Graphic from the department of Transportation and Public Facilities

Concrete barrier work that started on the intersection of Johansen and Geist road on Saturday will resume Monday and continue all week, moving toward Danby.

The Alaska Department of Transportation and Public Facilities has been working to improve road safety and replace concrete barriers on certain corridors around the Fairbanks area with new ones meeting current design standards. Last year and earlier this season, workers completed work on Mitchell Expressway, Steese Highway and the Richardson Highway at North Pole. Now, they will focus on the barriers all along the Johansen Expressway.

The old barriers have been around for several decades and “needed to be replaced because they were at the end of their life,” explained Caitlin Frye, Northern Region Information Officer at DOT. Additionally, the new barriers will have yellow reflective delineator strips along the face of the barrier to improve visibility, especially during dark winter months.

The department tested different types of reflective strips to see how well they worked, but struggled to keep them in place.

“People really liked them and thought they really improved visibility, but the problem was that our snowplows kept ripping them off until we tried a few different ways to attach them to the existing barriers,” Frye said.

The DOT maintenance team and engineers worked together to find the solution to “keep those reflective strips that people like and also reduce the maintenance burden of replacing them all the time.” The new strips are “recessed into the barrier like in a little pocket.”

The workers started upgrading the patch of Geist and Johansen intersection on Saturday, keeping the road open, but closing some of the lanes.
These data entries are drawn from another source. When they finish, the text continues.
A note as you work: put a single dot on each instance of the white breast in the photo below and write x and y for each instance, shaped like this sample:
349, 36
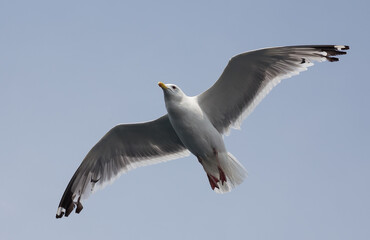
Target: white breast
194, 128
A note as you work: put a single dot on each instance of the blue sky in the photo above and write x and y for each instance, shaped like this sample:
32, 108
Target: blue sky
71, 70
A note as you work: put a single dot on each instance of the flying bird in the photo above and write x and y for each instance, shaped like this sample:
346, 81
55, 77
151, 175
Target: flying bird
194, 124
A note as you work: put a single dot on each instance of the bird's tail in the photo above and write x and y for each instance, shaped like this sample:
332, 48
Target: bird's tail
225, 173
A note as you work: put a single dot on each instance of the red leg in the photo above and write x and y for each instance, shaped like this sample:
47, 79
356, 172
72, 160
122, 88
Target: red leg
213, 181
222, 175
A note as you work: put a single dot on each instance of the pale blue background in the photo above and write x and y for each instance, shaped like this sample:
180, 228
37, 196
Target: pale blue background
71, 70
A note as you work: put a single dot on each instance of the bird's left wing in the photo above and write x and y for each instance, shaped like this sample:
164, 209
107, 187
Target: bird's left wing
123, 148
250, 76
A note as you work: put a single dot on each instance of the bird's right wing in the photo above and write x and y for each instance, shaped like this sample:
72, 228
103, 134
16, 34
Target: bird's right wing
123, 148
250, 76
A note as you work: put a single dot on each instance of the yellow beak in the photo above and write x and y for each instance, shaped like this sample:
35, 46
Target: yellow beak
162, 85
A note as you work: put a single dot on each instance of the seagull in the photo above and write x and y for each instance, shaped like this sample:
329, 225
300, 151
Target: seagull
194, 124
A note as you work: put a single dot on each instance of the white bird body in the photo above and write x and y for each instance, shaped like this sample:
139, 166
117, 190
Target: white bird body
202, 139
194, 124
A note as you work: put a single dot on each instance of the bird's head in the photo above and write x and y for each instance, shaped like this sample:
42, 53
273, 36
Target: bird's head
171, 91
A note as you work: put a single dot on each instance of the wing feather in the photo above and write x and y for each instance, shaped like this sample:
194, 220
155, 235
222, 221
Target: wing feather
250, 76
124, 147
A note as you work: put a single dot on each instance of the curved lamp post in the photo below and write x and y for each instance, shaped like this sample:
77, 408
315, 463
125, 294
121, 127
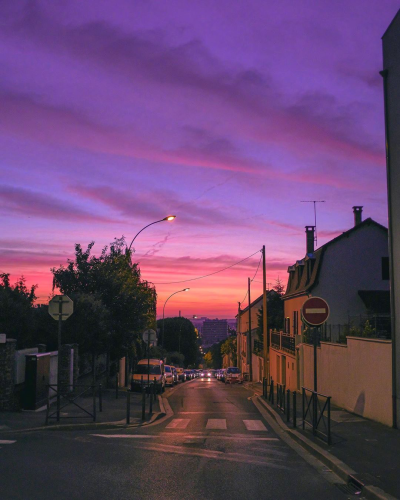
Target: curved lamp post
169, 217
179, 291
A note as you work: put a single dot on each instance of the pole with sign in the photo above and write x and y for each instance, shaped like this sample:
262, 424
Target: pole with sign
315, 312
60, 308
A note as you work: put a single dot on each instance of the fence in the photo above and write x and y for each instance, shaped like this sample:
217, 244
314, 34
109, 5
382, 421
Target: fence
316, 408
316, 413
66, 398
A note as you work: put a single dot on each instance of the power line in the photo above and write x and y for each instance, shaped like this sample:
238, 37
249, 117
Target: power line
211, 274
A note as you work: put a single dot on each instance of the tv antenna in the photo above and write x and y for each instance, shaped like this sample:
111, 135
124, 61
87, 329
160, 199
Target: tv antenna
315, 216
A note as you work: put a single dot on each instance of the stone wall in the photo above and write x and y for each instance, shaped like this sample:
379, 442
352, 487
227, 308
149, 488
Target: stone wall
7, 357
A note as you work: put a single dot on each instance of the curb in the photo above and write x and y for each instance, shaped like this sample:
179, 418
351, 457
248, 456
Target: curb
345, 472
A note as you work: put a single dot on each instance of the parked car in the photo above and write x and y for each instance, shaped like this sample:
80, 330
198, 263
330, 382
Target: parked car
181, 374
150, 371
233, 376
169, 376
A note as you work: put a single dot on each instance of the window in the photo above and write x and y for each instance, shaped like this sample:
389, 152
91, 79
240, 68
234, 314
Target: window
385, 268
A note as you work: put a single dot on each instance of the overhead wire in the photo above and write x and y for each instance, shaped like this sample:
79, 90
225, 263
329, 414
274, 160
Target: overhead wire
258, 267
211, 274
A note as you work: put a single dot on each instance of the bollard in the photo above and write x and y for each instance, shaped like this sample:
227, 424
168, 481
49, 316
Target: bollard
151, 400
294, 409
94, 403
143, 404
48, 406
128, 407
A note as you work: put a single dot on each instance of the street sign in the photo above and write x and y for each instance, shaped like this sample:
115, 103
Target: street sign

They plan to complete the patch of Johansen Expressway to Danby Road by the end of the week. Starting Monday, the work hours will be from 4 a.m. to 4 p.m.

“People are going to hit those lane restrictions, like the one lane closure in both directions in the morning, but we hope to be out of there by the time the evening rush happens,” Frye said. “So it should be better on your way home, but when you’re going to work or school in the morning, we will be working.”

Drivers should be alert to reduced speeds Monday through Saturday. Frye reminded that workers are standing on the road on the other side of the cones, and it’s important for the drivers to slow down.

“It’s not a comfortable situation for a worker to be on a high speed road like that just on the other side,” she said. “So we just really want people to watch out for the workers. Don’t look at your phone, stay alert and please slow down when you’re going through.”